I'm in a whole new world. The torque steer of the FWD at launch threw me, at
first, but I'm getting used to it. Instead of the raw power and push of the
RWD V8, this Focus drives very "European," very tight and assured. The
5-speed manual is... uh... "cute," a short-throw and precise shifter, and a
clutch pedal that takes almost no effort (my left leg may atrophy). The car
red-lines at 7K. First gear doesn't have much punch, but second gear makes
up for it when the revs top 4K. Unlike the 5.0 (1700RPM at 70mph in 5th
gear), the Focus really doesn't like to go much over 65mph, although I've
had it at 90mph many times (and watched the mpg drop). It could use a 6th
gear. My only complaint, really, is that the dashboard has two display
screens - one showing MPG and trip meters, the other for the SYNC system,
and I find no way to turn either one off.

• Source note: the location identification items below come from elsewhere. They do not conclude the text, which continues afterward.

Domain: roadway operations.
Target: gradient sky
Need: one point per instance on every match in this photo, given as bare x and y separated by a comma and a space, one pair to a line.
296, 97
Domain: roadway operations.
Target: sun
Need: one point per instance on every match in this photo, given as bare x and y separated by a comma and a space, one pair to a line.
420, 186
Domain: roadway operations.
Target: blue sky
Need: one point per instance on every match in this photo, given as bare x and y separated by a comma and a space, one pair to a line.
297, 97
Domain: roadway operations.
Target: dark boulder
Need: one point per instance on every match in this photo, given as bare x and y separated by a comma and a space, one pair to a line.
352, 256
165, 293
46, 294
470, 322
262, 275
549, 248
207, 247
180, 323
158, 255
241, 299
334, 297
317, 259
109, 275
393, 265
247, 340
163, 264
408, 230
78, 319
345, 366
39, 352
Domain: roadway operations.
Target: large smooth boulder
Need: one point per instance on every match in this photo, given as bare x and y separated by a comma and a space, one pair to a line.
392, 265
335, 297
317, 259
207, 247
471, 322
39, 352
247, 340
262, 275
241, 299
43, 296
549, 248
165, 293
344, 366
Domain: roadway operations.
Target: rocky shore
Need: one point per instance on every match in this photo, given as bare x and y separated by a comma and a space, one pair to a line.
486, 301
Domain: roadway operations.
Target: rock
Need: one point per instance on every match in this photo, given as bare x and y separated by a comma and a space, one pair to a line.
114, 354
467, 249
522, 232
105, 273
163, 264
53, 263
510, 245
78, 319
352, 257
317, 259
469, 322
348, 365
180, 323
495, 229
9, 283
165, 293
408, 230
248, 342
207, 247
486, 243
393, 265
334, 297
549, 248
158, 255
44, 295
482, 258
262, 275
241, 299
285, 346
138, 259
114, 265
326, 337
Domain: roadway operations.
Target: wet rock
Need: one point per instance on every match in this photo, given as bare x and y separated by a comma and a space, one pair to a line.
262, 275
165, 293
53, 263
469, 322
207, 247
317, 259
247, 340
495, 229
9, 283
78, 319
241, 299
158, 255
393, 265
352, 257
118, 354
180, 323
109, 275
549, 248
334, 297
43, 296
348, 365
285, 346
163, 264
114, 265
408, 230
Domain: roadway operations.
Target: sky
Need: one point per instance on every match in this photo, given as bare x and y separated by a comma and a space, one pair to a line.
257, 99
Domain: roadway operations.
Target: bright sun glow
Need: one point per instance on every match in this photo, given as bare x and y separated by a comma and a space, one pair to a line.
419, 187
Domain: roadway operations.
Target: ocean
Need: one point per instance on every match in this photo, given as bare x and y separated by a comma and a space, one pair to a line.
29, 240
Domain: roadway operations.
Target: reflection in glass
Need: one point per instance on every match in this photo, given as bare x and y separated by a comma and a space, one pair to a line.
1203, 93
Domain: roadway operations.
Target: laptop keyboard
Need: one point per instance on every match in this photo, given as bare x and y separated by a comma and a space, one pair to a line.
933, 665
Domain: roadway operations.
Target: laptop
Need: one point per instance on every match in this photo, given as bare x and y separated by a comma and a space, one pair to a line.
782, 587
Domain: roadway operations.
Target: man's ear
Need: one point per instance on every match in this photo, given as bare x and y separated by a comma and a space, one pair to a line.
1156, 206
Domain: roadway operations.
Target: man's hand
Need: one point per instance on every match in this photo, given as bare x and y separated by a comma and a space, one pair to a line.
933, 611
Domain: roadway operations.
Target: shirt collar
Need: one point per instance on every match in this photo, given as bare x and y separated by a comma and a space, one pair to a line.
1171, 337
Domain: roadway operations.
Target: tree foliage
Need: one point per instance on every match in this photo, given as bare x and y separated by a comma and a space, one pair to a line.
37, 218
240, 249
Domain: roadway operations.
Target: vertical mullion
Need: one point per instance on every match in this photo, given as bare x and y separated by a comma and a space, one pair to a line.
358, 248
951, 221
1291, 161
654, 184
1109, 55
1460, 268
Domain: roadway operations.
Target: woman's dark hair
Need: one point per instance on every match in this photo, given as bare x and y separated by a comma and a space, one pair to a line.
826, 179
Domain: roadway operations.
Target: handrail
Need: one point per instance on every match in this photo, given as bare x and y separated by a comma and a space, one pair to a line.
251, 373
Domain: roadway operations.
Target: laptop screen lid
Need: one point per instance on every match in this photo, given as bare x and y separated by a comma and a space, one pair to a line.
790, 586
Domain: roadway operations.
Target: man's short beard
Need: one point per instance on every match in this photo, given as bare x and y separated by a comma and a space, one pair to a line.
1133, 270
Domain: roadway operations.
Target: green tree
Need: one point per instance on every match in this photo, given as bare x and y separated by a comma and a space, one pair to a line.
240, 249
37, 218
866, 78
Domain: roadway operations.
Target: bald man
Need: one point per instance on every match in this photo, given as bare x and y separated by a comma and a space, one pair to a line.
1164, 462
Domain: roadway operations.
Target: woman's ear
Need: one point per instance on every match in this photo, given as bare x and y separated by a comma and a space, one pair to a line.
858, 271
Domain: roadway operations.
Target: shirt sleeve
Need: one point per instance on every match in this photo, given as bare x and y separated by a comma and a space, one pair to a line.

I can see why the Focus is now the best-selling car in the U.S., and a
leader globally. It is a well-built, fun to drive automobile. And, while
I've driven many cars since, this is the first new car built since 1993 that
is mine, all mine. Two months in, and I'm still getting used to that. It's
still weird when I open the garage door and see a Focus sitting there.
I have to point out that my wife, having had three successive leased
Escapes, traded in her 2010 Escape for a 2013 Focus SE (with all the
trimmings) at the end of October. Playing with her SE helped make my
decision easier. The only change I would make today is in the wheels - where
she has the 17" wheel/tire combo, my base model sedan has 15" (my John Deere
has bigger tires) wheels with general "touring" tires. I don't want to
spring for a new wheel/tire combo on a leased car, but I'm trying to burn up
those tires, so I can order a somewhat better performance set.
Absolutely, there are many times that I really miss my 5.0s. In this case, I
think I made the right decision. I'm taking three years off with some
carefree driving. When I leave work and walk to my car, I no longer have to
wonder whether it will start. I haven't yet deleted those tow truck numbers
from my cellphone, but I sincerely doubt that I'll ever need them.
* Three year lease? Yep. I was really considering a V6 Mustang, not a Focus.
Problem is, I would want to BUY that V6, then I'd bond with it, then I'd
want to keep it for the next 20 years. That's my history. But I'm looking
ahead to 2014 1/2 with great anticipation! I'm hoping that Ford really does
put out an all-new Mustang, dropping the whole retro thing, a Mustang that
looks forward, not back. I have a hunch that I'm really really really going
to want to get back into a Mustang at that point.